Konunun diplomatik meşru gerekçesi dışında bu okulların Almanya’da yaşayan Türk çocuklarının "kültürlerarası yetkinlik (Interkulturelle Kompetenz)" durumunun geliştirilmesi gibi önemli bir konuya hizmet edeceği düşünülebilir. Mezunlarının öncelikle içinde yaşadıkları ve dünya ölçeğinde transnasyonal ilişki ağına sahip önemli bir göçmen ülkesi, Endüstri 4.0 Toplum niteliklerine ve Türkiye’de 7.400 şirkete sahip olan Almanya ve Almanya’da yatırım yapan Türk yatırımcıların güçlü ticari entegrasyonuna katkı sunacakları öngörülebilir. Yine bu okullar, Türk Toplumu ile kültür odaklı yaklaşım (kulturorientierter Ansatz) kuracak Alman kamu kurum ve kuruluşları için nitelikli personelin yetişmesine de katkı sunacaklardır.

Alman devlet okullarıyla eş bir statüye sahip olması planlanan bu okullara amacı dışında anlamlar yüklemek, bu okulların Sachverständigenrat deutscher Stiftungen für Integration und Migration vakfının Aralık 2017 tarihli “Alman eğitim sisteminde göçmen kökenli gençlerin eşit olmayan eğitim imkânları” çalışmasında belirtilen bulgularını ve Alman, Türk ve diğer toplumlara sunacağı nitelikli katkı ve katılım fırsatını gözardı etmek olur.
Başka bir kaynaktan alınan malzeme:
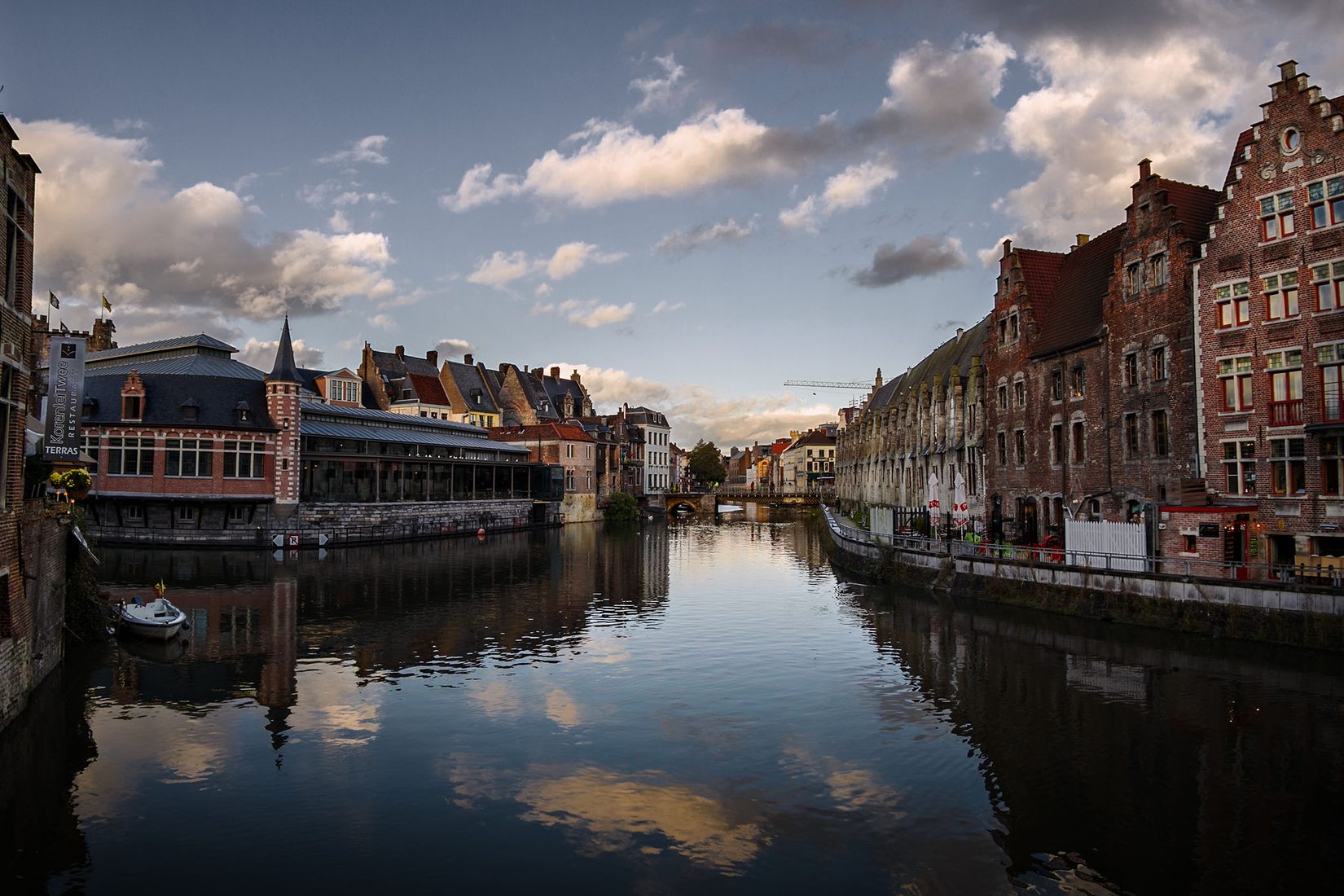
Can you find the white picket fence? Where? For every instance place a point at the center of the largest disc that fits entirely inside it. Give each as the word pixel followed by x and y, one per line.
pixel 1102 544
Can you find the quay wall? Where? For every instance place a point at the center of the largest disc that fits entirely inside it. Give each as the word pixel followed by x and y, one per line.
pixel 34 643
pixel 1281 613
pixel 357 523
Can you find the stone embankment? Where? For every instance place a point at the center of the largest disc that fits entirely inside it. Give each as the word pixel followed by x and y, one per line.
pixel 1282 613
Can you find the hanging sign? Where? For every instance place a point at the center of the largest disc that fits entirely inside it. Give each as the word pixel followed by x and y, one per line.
pixel 65 399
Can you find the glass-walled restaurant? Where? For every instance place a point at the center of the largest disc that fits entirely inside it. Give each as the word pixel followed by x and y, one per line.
pixel 388 465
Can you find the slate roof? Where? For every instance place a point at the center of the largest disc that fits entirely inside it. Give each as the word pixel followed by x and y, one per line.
pixel 217 399
pixel 1071 312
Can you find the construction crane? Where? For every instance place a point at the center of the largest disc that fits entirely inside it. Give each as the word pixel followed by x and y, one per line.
pixel 847 386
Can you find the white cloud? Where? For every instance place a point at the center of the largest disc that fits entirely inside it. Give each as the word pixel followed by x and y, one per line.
pixel 1178 101
pixel 851 188
pixel 111 225
pixel 660 93
pixel 683 242
pixel 367 149
pixel 570 257
pixel 500 269
pixel 944 95
pixel 586 312
pixel 262 354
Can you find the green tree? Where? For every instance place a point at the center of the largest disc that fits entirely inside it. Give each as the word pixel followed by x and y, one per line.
pixel 622 508
pixel 706 463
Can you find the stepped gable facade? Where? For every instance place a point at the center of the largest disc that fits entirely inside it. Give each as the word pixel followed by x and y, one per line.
pixel 405 384
pixel 928 419
pixel 1271 328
  • Zira belli oranda dil, kültür ve eğitim dezavantajları ile büyüyen Türk çocuklarının, içinde yaşadığı toplumun iş, akademi, kültür, sosyal ve siyasal hayatına katılım sağlamaları daha zor olmaktadır.

Türk okulları, ana dilini iyi öğrenen çocukların diğer dilleri daha kolay öğrenebildiği gerçeğinden hareketle Türk çocuklarının Türk kültür ve dil bağının güçlendirilmesi hedefi yanında, tek yönlü eğitim alan göçmen kökenli "azınlık toplumunun (Minderheitengesellschaft)", "çoğunluk toplumu (Mehrheitsgesellschaft) ve hâkim/öncü kültür (Leitkultur)" içinde yeterli ölçüde varlık gösterememe eksikliğinin, nesillerin kültürlerarası yetkinliklerinin artırılması yolu ile giderilmesi amacına sahip olacaktır.

Bu okullar, Alman ve diğer kökenden çocukların da gidebileceği uluslararası kapsam ve standartlara sahip olması yönleri ile de farklı bir uyum örneği oluşturacaktır.

  • Derin ve çok yönlü ilişkilere sahip iki ülkenin daha nitelikli ve sürdürülebilir ilişkiler geliştirmesine güçlü katkılar sunma amacı yanında eğitim alanındaki imkân ve birikimlerini paylaşma, araştırma-geliştirme yolu ile rekabet oluşturma, kurumsal kültürü geliştirici çalışmalar yapma, bilgi ve teknoloji transferinde güçlü ve kalıcı bağlar kurma, yeni yayınlar yapma ve metotlar oluşturma imkânları sunacaktır.

Bu açılardan bakıldığında üç milyonu aşkın vatandaşının yaşadığı ve 172 uluslararası okulun bulunduğu Almanya’da, Türkiye’nin bugüne kadar okul açmaması gecikmiş bir eksiklik olarak görülebilir. Türk çocuklarının öğrenci merkezlilik ve çoğulcu bir kültür temelinde eşit ve özgüvenli bireyler konumuna katkı sunacağı düşünülen bu okulların kuruluşuna Alman devletinin de destek vermesi doğru bir tutum olmuştur.